Andris Nelsons
(c) Marco Borggreve

Das Konzert vom 15. November in der Philharmonie versprach in mehrfacher Hinsicht spannend zu werden. Und das war es auch. Sowohl aufgrund des Programms mit kontrastreichen Werken als auch aufgrund der Qualität des Spiels der Interpreten, die ihr Versprechen einlösten und ihrem Ruf gerecht wurden. José Voss berichtet.

Als der Pianist Alfred Brendel in den 1970er Jahren gefragt wurde, wer der am meisten unterschätzte Komponist der Musikgeschichte sei, war seine Antwort eindeutig: Joseph Haydn. Er fügte hinzu, dass er « einer der spannendsten Abenteurer und Entdecker » sei. Eine Aussage, die dem Idealbild des ‘guten alten Haydn’ einen herben Dämpfer versetzt!

Als Vorspeise präsentierten Andris Nelsons und das ehrwürdige und unvergleichliche Gewandhausorchester Leipzig die Symphonie Nr. 22 des besagten Haydn. Die Symphonie trägt den Beinamen ‘Der Philosoph’ – eine apokryphe Bezeichnung, die auf den sehr ernsten Charakter des ersten Adagios verweist, das auf einem feierlichen Choral basiert, der von den Hörnern intoniert wird.

An der Spitze eines reduzierten Ensembles (entsprechend dem, über das der Komponist in Eisenstadt verfügte) schaffte der aus Riga stammende Dirigent ein fragiles Gleichgewicht zwischen Bläsern und Streichern und bewahrte die Transparenz der harmonischen Ebenen, während die Virtuosität jedes einzelnen Instrumentalisten den Rest erledigte, indem sie die Klarheit der Linien und die Feinheit der Akzente unterstrich.

Als erster ‘Hauptgang’ folgt Mendelssohns erstes Konzert für Klavier und Orchester, eine Partitur, von der manche sagten, sie sei ein Werk purer Virtuosität, geschrieben von einem Pianisten für einen Pianisten. « Viele Noten, sehr wenig Musik », hieß es sogar nach der Uraufführung durch den Komponisten am 17. September 1831 in München. Es bedurfte der ganzen rettenden Energie, des ganzen feurigen Elans, der ganzen männlichen Schärfe und schließlich der ganzen phänomenalen Redseligkeit des südkoreanischen Pianisten Seong Jin-Cho, Gewinner des legendären Chopin-Wettbewerbs 2015, um diesen scharfen, weitgehend ungerechtfertigten Kritiken eine schneidende Widerlegung entgegenzusetzen. Es überrascht daher nicht, dass die bewegende Zugabe, die er spielte, von Chopin stammte.

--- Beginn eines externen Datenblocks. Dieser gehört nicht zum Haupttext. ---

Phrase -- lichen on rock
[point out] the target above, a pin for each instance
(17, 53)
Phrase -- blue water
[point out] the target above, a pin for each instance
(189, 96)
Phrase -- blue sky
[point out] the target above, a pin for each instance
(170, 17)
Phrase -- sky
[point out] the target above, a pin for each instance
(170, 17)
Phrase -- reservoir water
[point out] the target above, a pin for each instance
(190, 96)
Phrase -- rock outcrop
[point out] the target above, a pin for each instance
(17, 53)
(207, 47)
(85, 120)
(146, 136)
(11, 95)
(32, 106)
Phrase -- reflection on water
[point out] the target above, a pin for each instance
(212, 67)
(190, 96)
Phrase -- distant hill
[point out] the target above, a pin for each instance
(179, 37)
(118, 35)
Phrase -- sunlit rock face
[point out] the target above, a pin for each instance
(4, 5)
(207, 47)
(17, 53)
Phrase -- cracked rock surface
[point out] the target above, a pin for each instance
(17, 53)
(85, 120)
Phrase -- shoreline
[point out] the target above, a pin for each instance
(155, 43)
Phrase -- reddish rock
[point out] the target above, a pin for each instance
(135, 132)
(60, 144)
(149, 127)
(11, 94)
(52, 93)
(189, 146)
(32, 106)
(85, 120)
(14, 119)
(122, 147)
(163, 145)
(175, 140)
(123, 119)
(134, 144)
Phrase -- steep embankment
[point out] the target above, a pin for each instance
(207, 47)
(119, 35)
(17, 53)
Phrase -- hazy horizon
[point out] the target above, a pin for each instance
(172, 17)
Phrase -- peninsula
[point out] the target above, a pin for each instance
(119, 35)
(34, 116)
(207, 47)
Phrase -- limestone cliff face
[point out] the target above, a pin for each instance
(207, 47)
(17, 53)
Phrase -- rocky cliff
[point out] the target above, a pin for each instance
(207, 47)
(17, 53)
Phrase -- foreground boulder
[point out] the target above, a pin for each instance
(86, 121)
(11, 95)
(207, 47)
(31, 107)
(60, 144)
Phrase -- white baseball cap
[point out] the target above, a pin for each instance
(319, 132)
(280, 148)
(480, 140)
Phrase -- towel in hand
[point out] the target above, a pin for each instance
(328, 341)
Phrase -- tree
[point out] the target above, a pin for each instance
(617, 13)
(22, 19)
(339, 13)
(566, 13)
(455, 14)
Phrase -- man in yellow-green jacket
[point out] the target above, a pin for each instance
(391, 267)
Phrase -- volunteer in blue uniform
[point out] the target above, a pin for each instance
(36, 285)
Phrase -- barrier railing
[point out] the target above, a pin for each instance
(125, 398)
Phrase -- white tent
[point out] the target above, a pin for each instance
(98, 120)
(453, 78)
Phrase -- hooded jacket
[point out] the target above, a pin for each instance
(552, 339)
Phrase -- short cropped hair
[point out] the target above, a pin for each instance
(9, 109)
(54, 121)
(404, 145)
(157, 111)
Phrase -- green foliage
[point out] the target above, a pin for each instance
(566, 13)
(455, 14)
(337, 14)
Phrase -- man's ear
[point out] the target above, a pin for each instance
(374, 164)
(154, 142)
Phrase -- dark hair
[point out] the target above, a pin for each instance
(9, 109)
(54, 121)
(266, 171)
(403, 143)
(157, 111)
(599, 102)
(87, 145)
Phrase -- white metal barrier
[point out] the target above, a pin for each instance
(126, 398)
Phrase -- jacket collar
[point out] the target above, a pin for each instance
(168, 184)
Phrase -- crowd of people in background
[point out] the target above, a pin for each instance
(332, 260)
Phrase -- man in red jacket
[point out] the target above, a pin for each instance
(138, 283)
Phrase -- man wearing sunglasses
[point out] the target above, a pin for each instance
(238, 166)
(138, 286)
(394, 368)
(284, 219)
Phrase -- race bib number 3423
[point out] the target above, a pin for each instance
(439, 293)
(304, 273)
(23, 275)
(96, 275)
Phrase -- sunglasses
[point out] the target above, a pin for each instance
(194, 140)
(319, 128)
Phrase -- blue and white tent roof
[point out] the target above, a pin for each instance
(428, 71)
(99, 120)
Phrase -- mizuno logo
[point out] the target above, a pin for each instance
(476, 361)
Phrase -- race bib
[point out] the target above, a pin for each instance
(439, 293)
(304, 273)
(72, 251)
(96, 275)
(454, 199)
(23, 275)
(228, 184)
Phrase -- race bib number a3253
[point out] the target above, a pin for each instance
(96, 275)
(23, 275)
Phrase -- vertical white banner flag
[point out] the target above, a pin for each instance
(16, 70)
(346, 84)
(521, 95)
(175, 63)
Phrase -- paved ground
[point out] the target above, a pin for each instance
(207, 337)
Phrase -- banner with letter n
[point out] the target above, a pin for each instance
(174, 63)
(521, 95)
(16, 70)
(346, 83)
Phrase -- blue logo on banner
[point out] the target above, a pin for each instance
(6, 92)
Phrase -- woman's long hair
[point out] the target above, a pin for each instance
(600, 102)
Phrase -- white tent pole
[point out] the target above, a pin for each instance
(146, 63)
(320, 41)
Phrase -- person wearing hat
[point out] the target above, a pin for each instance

Das Orchester, das ihn brillant unterstützte, stand ihm in nichts nach. Angetrieben von seinem erfahrenen lettischen Chef beeindruckte es mit seinem kraftvollen Klang und seiner Vielfalt an Klangfarben.

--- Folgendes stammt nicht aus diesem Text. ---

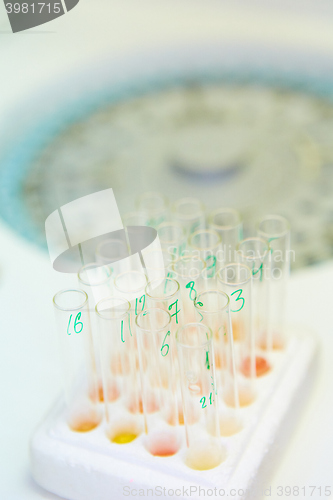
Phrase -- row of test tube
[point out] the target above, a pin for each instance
(172, 350)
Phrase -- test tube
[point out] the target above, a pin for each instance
(158, 264)
(131, 286)
(158, 382)
(236, 280)
(112, 252)
(207, 244)
(172, 238)
(79, 376)
(95, 280)
(276, 230)
(190, 214)
(121, 390)
(138, 218)
(199, 396)
(189, 274)
(213, 310)
(228, 223)
(255, 253)
(155, 206)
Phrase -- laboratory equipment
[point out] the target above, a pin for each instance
(79, 371)
(158, 382)
(131, 286)
(199, 394)
(172, 237)
(255, 253)
(236, 280)
(189, 213)
(120, 387)
(213, 310)
(228, 223)
(207, 244)
(188, 272)
(276, 230)
(158, 264)
(155, 206)
(165, 294)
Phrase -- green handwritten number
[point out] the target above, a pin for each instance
(165, 345)
(203, 402)
(257, 271)
(200, 304)
(177, 310)
(207, 360)
(190, 285)
(211, 266)
(122, 331)
(136, 304)
(129, 325)
(238, 298)
(76, 323)
(69, 322)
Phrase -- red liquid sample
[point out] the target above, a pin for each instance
(262, 366)
(163, 446)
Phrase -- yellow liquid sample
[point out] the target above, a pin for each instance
(229, 426)
(205, 459)
(124, 437)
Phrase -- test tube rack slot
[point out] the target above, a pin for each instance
(86, 466)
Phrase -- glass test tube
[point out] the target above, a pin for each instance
(190, 214)
(189, 274)
(207, 244)
(138, 218)
(131, 286)
(255, 253)
(236, 281)
(80, 382)
(155, 206)
(121, 390)
(199, 396)
(276, 230)
(228, 223)
(158, 382)
(165, 294)
(212, 308)
(172, 238)
(112, 252)
(95, 280)
(158, 264)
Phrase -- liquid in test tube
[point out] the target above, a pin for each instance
(83, 412)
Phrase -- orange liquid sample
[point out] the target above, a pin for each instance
(85, 424)
(113, 393)
(152, 406)
(124, 437)
(262, 366)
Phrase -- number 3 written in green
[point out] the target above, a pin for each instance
(76, 323)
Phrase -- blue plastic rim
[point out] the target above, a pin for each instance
(19, 156)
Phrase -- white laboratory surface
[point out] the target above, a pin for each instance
(30, 373)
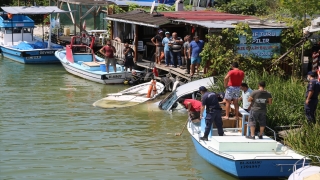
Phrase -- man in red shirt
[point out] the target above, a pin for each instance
(232, 83)
(193, 106)
(108, 52)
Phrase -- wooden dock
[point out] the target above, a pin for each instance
(169, 70)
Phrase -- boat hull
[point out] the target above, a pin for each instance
(96, 76)
(42, 56)
(251, 168)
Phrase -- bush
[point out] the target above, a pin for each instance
(305, 139)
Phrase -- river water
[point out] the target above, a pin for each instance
(50, 130)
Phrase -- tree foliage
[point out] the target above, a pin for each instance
(299, 8)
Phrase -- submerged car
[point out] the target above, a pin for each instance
(189, 90)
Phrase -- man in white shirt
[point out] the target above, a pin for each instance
(246, 91)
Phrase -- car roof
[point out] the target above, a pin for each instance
(194, 86)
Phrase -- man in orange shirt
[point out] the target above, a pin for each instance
(232, 83)
(193, 106)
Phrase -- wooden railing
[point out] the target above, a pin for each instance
(119, 49)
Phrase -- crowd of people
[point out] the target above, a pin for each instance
(253, 101)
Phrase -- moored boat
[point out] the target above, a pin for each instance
(79, 59)
(131, 96)
(17, 41)
(241, 157)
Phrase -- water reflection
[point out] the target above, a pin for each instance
(51, 131)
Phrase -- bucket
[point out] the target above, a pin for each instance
(103, 68)
(66, 31)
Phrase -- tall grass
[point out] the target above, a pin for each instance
(287, 94)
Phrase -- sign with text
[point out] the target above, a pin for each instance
(265, 43)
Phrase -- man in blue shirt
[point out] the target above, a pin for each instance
(167, 53)
(196, 47)
(210, 101)
(312, 94)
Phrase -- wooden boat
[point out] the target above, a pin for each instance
(17, 41)
(79, 59)
(131, 96)
(241, 157)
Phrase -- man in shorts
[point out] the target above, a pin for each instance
(108, 51)
(232, 83)
(210, 101)
(259, 99)
(193, 107)
(196, 47)
(157, 41)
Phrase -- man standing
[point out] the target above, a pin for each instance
(128, 55)
(259, 100)
(232, 83)
(157, 41)
(186, 49)
(175, 45)
(167, 52)
(196, 47)
(246, 91)
(213, 110)
(193, 107)
(108, 52)
(312, 94)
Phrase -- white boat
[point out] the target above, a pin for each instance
(307, 171)
(241, 157)
(79, 59)
(17, 40)
(131, 96)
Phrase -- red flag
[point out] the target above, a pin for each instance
(84, 25)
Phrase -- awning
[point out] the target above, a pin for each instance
(32, 9)
(139, 18)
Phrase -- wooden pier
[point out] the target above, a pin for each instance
(173, 72)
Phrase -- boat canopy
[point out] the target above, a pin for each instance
(32, 9)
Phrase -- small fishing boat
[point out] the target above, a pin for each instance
(308, 171)
(241, 157)
(131, 96)
(17, 41)
(79, 59)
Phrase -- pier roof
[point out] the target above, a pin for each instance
(140, 18)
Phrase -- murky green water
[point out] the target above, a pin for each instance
(50, 130)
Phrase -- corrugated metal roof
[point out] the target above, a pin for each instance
(32, 9)
(230, 24)
(205, 16)
(140, 18)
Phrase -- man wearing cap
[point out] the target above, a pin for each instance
(157, 41)
(312, 94)
(232, 83)
(210, 101)
(167, 52)
(196, 47)
(193, 107)
(259, 100)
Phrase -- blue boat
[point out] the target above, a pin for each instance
(241, 157)
(17, 41)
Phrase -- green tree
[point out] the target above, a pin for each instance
(299, 8)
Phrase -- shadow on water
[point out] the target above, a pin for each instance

Bei all dem Lob für den Solisten aus Fernost könnte man fast die 3. Symphonie von Brahms vergessen, den Höhepunkt eines besonders emotionsreichen Konzerts. Emotionen? Ja. Denn für den Maestro aus dem Osten, der Wissen, Energie und eine starke innere Welt auf höchstem Niveau vereint, darf die Technik niemals Vorrang vor den Emotionen haben. Beides muss zu einem homogenen Ganzen verschmelzen, wie es übrigens die sehr überzeugende Körpersprache des Vierzigjährigen am Pult seines Orchesters verdeutlichte, der so sehr darauf achtete und es schaffte, Form und Inhalt, Architektur und Ausdruck in Einklang zu bringen.

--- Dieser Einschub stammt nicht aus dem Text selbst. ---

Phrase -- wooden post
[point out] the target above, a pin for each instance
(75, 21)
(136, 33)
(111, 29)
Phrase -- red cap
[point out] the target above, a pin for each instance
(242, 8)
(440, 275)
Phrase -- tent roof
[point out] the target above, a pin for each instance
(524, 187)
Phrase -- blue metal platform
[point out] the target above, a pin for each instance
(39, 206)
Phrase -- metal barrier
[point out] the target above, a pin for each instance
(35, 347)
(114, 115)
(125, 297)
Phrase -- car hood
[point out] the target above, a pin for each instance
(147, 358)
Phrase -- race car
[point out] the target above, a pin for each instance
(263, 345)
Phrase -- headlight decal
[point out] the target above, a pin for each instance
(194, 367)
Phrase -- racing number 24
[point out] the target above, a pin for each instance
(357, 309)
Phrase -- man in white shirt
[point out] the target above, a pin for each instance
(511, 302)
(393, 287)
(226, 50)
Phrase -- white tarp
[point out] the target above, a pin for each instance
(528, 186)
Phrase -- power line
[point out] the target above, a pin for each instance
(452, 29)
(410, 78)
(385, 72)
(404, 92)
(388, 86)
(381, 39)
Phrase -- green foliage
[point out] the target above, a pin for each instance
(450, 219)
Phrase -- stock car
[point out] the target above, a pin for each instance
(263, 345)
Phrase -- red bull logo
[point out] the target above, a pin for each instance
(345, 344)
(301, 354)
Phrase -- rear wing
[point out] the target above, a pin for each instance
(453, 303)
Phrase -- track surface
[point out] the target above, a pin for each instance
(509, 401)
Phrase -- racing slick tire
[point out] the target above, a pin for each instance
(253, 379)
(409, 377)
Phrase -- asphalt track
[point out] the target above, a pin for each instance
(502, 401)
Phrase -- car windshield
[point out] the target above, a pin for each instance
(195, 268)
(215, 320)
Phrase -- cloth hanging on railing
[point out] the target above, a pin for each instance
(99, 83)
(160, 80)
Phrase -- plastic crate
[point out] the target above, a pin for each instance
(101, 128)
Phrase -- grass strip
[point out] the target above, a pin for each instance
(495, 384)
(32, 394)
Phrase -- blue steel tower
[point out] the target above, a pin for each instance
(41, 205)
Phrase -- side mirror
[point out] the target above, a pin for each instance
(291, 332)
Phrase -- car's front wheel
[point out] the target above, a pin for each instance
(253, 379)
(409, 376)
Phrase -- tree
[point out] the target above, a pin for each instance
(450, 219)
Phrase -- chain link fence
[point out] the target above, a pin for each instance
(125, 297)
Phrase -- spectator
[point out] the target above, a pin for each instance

In dieser herausfordernden Symphonie war Andris Nelsons nicht der Typ, der den Boden unter den Füßen verlor. Ganz im Gegenteil. Man war regelrecht überwältigt von seiner Kenntnis des Orchesters. Talentierte Autorität, gebieterische Gestik, unbändige Kraft: Kurz gesagt, der Maestro beeindruckte. Und als Sahnehäubchen war die Begeisterung in seinem Gesicht zu lesen, ebenso wie in den Gesichtern seiner Musiker, die alle, unabhängig von ihrer Instrumentengruppe, ein Engagement an den Tag legten, das Respekt einflößte und den tosenden Applaus nach einem Moment der Stille, hervorrief.